Alt Title: When lowest cost, isn't really.
In 1976, I joined Kodak’s camera film division, which was the heart and soul of the company.
Kodak had roughly 500 unique film products that were produced on a dozen or so film sensitizing (coating) machines. Each product (Kodacolor, Ektachrome, B&W, X-ray, etc.) had different run sizes and coating speeds that could last for an hour, several hours or even days.
Some products could only run on one particular machine, but most could run on two or three different machines.
So the scheduling challenge was to take the weekly demand for all film products and arrange them on a daily coating schedule that would optimize the machines’ utilization and, thus, reduce the total cost of making film.
Years before my time, a brilliant industrial engineer developed a mathematical model and computer program to automate the creation of the schedule, and that program became the indispensable tool to load the scheduling board every morning.
I took an early interest in this model, but found a fundamental problem: It was running on really, really old data!
Film products are very complicated, often involving more than a dozen layers of gel-based materials with sophisticated chemistries. Well, gathering and updating the required cost data on every material — literally hundreds of pieces of data for each product — was so overwhelming and time consuming that it simply wasn’t done. And even if we had refreshed it, there was virtually no hope of being able to do so regularly.
Film chemistries and complexities had simply outrun the ability to manage this computer program using detailed cost parameters.
But I had an idea, and I ran it by “Bill,” who was then the division vice president. I explained the problem, and he got pretty red in the face and animated. He yelled at me. My knees were shaking.
But I stood my ground.

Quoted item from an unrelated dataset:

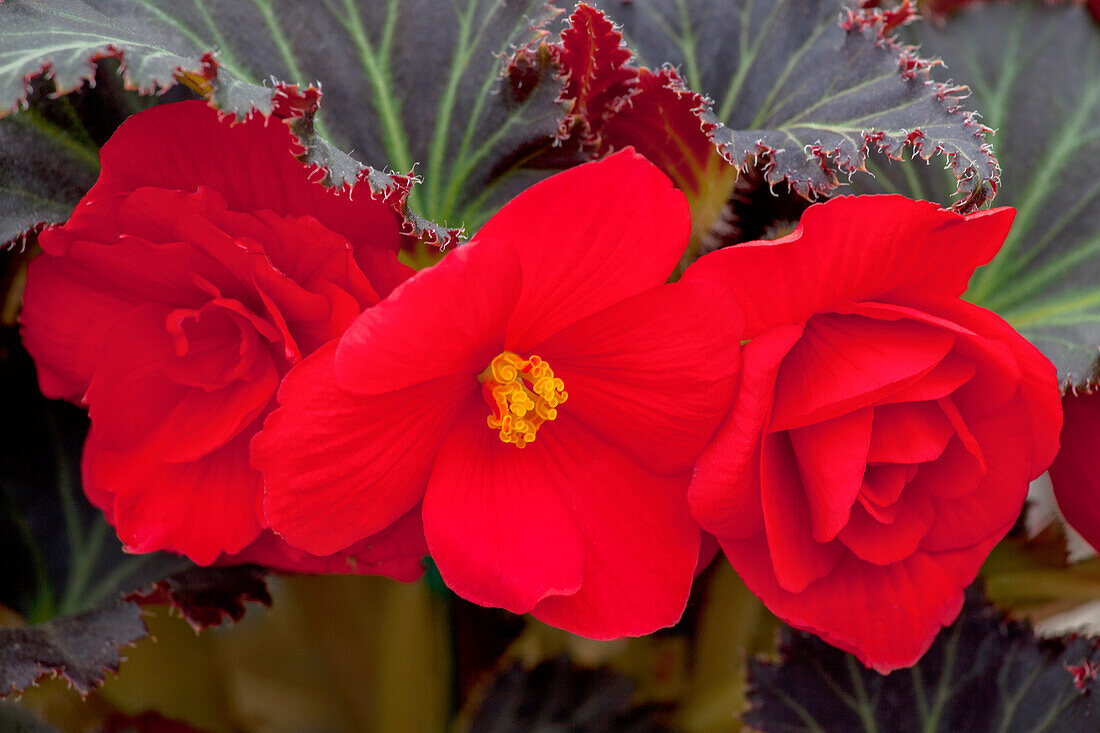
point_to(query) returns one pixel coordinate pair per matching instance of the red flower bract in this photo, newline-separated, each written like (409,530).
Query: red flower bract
(884,431)
(601,384)
(199,269)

I could simplify the model by focusing on the time, not cost per se, to run all products and minimize total production runtime. Armed with proof from several simulations, I convinced Bill that “time” was a perfectly acceptable substitute for “cost.”

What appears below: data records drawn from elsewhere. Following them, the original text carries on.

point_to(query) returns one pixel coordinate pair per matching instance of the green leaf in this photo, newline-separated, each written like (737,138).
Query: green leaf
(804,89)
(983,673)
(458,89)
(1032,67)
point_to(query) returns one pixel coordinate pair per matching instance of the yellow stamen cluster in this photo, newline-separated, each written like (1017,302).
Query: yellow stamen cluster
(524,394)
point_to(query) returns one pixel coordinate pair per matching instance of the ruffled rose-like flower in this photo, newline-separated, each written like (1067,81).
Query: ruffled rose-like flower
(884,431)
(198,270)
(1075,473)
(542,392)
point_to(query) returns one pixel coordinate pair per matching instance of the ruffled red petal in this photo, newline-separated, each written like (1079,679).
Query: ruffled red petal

And, updating the model on “time” parameters — how many feet of each film could be produced per minute — would be easy to accomplish. It worked, and that revised model became the standard scheduling tool for years to come.
Bill rose to lofty heights in the company, but never forgot about my courage to challenge the status quo, to believe there was a better way, to withstand non-agreement, and to develop a superior process. He sponsored me for the next 18 years of my career at Kodak and moved me where I could be most helpful.
My final move was to procurement and supply chain management, both at Kodak and later at other Fortune 500 companies. This lesson that time was an equivalent measure to money has stuck with me as a principle throughout my career, and it’s really the bedrock of CoLane.
CoLane is a modern logistics business built around saving shippers’ and drivers’ time. There’s value in that because time equals money.